Bulgaristan'da Su Krizi: Tehlike Giderek Büyüyor

Bulgaristan'da Su Kıtlığı Krizi Kırılma Noktasına Geldi
Avrupa'nın geniş bir kesiminde su kıtlığı, giderek artan bir endişe kaynağı haline gelirken, iklim değişikliğinin tetiklediği kuraklıklar, eski altyapının doğurduğu sorunları daha da derinleştiriyor. Bulgaristan'da, büyük ölçüde 40 yıl önceki komünist yönetim döneminde inşa edilen su şebekesi bakımsız kalmış ve kaynaklar kötü bir şekilde yönetiliyor. Modernizasyon çalışmaları yetersiz bir şekilde sürdürülürken, Dünya Bankası da dahil olmak üzere birçok kuruluş, sektörde yaygın yolsuzluk yaşandığını ifade ediyor.

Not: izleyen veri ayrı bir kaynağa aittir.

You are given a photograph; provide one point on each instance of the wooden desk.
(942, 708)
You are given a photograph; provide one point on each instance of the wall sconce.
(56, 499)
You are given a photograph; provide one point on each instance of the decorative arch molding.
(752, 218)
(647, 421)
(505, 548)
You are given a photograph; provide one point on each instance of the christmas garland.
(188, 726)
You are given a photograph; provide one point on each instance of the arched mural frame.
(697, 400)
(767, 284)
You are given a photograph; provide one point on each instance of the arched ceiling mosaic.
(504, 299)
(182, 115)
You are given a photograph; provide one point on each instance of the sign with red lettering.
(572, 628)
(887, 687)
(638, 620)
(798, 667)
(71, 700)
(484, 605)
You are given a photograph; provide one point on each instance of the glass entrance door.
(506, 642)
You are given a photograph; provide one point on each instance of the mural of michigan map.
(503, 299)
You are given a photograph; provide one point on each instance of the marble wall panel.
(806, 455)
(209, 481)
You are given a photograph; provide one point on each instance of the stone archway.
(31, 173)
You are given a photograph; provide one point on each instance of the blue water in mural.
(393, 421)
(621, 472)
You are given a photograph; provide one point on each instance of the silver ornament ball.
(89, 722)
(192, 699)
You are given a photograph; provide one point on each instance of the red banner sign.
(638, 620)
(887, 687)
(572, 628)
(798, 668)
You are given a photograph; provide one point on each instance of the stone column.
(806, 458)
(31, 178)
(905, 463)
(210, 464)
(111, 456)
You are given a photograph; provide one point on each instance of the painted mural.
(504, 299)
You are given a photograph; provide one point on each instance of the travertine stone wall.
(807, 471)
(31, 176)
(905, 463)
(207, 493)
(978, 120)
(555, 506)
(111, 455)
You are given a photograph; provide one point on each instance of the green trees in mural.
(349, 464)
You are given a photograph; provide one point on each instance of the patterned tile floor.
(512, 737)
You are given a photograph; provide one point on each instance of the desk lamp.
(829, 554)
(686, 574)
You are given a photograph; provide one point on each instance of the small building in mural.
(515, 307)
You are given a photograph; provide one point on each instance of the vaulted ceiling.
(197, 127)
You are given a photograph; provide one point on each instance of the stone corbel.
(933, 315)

Temel İhtiyaçlar Yerine Getirilemiyor
Çevre derneklerine göre ulusal kriz boyutlanırken, Haziran'dan Eylül ayına kadar ülkenin yaklaşık üçte birinde yarım milyona yakın insan (nüfusun %8'i) banyo yapmak, tuvalet sifonu çekmek, çamaşır ve bulaşık yıkamak gibi temel ihtiyacını karşılamakta zorluk yaşıyor. Yetkililer, 17 Ağustos itibarıyla 283 köy ve birden fazla kasabada 260 binden fazla kişiye erzak yardımında bulundu. Sulama kısıtlamaları yüzünden, tarımsal ihracat için önemli ürünler olan ayçiçeği ve mısır rekoltelerinin son on yılların en düşük seviyesine inme ihtimali bulunuyor. Çiftçiler, hayvan bakımının giderek zorlaştığını aktarıyor.
Bulgarlara Göç Başladı
Bu tür zorluklar, ülke genelinde toplulukları terk etmeye zorlamakta. Daha iyi yaşam koşulları peşinde koşan birçok genç insan, gayri safi yurtiçi hasılanın yaklaşık %43'ünü oluşturmayı başaran başkent Sofya'ya veya turistik yöreler olan Karadeniz kıyısındaki bölgelere yöneliyor. Diğerleri ise yurt dışına göç ederek geride yaşlanan ve azalan bir nüfus bırakmakta ve bu durum, sosyal refah sistemi üzerinde ek baskılar oluşturarak ekonomik büyüme potansiyelini zayıflatıyor.
Bir dizi olumsuz koşul Bulgaristan'ı bu noktaya taşımış olsa da, Avrupa'nın diğer bölgelerinde de yüksek sıcaklıklar, kuraklık ve su kaynaklarının azalması gibi sorunlar yaşanıyor. Bu da, ortak bir strateji geliştirilmesi yönündeki çağrıları güçlendiriyor. Gachev, "Suya karşı tutumumuzu ve davranışlarımızı yeniden gözden geçirmenin zamanı geldi. Su kaynaklarını devletler için ulusal bir öncelik haline getirmek zorundayız. Doğa, kötü yönetimimize uzun süre tahammül edemeyecek." dedi.